Star: My first-ever attempt at a 'scary' story
“Bubble bubble, troll- ” The little girl paused in stirring her make-believe witches brew. “Ohh… Double toil…” She started only to have her new friend, Star, correct her again. “Double bubbles- Ok, ok, sorry! Double, double toil and trouble,” she nodded her head to emphasize each word. “Fire burn and cauldron bubble.” She went back to stirring the imaginary stew in the rusty bucket, laughing at the silly words. Star said all young witches made Eye of Newt, and everyone who was anyone knew the proper spell.
“Ok, I got it. Double, double toil and trouble… Fire burn and cauldron bubble.” Just then the door at the bottom of the stairs opened.
“Teresa! What are you doing all the way up here, kid?” Her sisters’ voice got louder as she climbed the stairs. Teresa jumped up and closed the doors to the armoire where she and Star had been playing. Clasping her hands behind her back, Teresa assumed a look of perfect wide-eyed innocence as her sister, Melody, reached the last few stairs.
“Hey, this is cool!” Her big sister looked around, taking in the various piles of long-forgotten junk and furniture. “I can’t believe someone would leave all this cool junk behind. Anyway, lunch is ready. Mom said you need to wash your hands before you eat. She must’ve known you were going to get into something dirty…” Melody pointedly looked at Teresa’s hands and knees then turned to leave. “But next time,” she said over her shoulder, “Tell someone when you’re going to be up here, at least until mom cleans it.” She rubbed her arms. The tiny hairs had been standing on end since entering the attic making her skin feel prickly and tight. “There could be rodents or something.”
When they left the attic together, Teresa waved goodbye to Star before firmly closing and locking the door at the bottom.
Later that night after Melody made sure Teresa was asleep, she tip-toed from her bedroom. She was going to be so glad when Teresa could finally sleep through the night in her own bed. Moving slowly, she crept down the hall to the guest bathroom. Since the day they’d moved in she’d desperately wanted to bathe in the guest bathroom’s claw foot bathtub. It was pearly white and huge, and with a few candles placed around the room, the tub filled with steamy water and soapy bubbles, it appealed to every aspect of Melody’s fifteen year old romantic heart. Hanging her robe on the stand-up mirror in the corner, she slipped into the steamy water, sighing with absolute bliss as she submerged. Putting her headphones on, she leaned back and focused on relaxing. She wanted to feel like a glob of warmed jell-o by the time she got out.
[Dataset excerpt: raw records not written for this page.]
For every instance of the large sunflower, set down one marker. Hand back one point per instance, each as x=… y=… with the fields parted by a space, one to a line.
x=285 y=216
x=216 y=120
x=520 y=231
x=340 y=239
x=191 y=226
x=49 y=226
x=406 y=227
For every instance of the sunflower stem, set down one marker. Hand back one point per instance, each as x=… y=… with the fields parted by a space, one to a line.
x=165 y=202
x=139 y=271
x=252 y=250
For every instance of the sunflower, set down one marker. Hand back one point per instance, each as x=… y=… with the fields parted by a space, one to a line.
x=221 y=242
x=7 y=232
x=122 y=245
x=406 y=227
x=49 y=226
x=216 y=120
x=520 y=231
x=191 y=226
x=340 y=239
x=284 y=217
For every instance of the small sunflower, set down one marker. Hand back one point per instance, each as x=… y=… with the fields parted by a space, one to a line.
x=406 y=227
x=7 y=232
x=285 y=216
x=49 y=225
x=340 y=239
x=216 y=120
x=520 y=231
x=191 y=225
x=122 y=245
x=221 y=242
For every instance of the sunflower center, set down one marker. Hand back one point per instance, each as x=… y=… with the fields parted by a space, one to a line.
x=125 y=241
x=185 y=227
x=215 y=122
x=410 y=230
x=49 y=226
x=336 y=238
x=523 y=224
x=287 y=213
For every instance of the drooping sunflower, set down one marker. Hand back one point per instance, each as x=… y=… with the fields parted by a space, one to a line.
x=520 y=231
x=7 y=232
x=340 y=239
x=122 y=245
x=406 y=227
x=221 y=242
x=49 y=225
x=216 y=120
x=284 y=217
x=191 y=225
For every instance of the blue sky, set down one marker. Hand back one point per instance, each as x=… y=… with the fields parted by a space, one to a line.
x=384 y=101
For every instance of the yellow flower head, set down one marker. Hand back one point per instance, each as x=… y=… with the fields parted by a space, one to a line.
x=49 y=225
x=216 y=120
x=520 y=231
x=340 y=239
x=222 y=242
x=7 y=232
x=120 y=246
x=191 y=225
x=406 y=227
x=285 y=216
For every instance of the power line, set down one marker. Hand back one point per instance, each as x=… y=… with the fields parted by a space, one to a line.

The water was icy, her skin pale and mottled with dark blue veins. She couldn’t breathe, couldn’t move. Something was holding her down, keeping her from escaping the slushy water. Where her body touched the tub she burned. Melody tried to speak but only managed a faint exhalation, her breath freezing in the air as it passed her lips.
“What’s going on? Someone please help me! HELP ME!” She meant to shout, but got little more than a strangled gurgle. She wanted to scream, to kick and flail her limbs free of the now frozen bathwater. She was stuck in a tub-shaped block of ice, her shivering heightening the streaks of pain shooting through her body. Her heart slowed to an achy “Bah-bump……bah-bump”, so slow it seemed impossible for her to still be alive. The veins in her arms and legs began to blacken, spreading slowly to her fingers and feet. Tears froze before they could leave her eyes, fusing her lids shut.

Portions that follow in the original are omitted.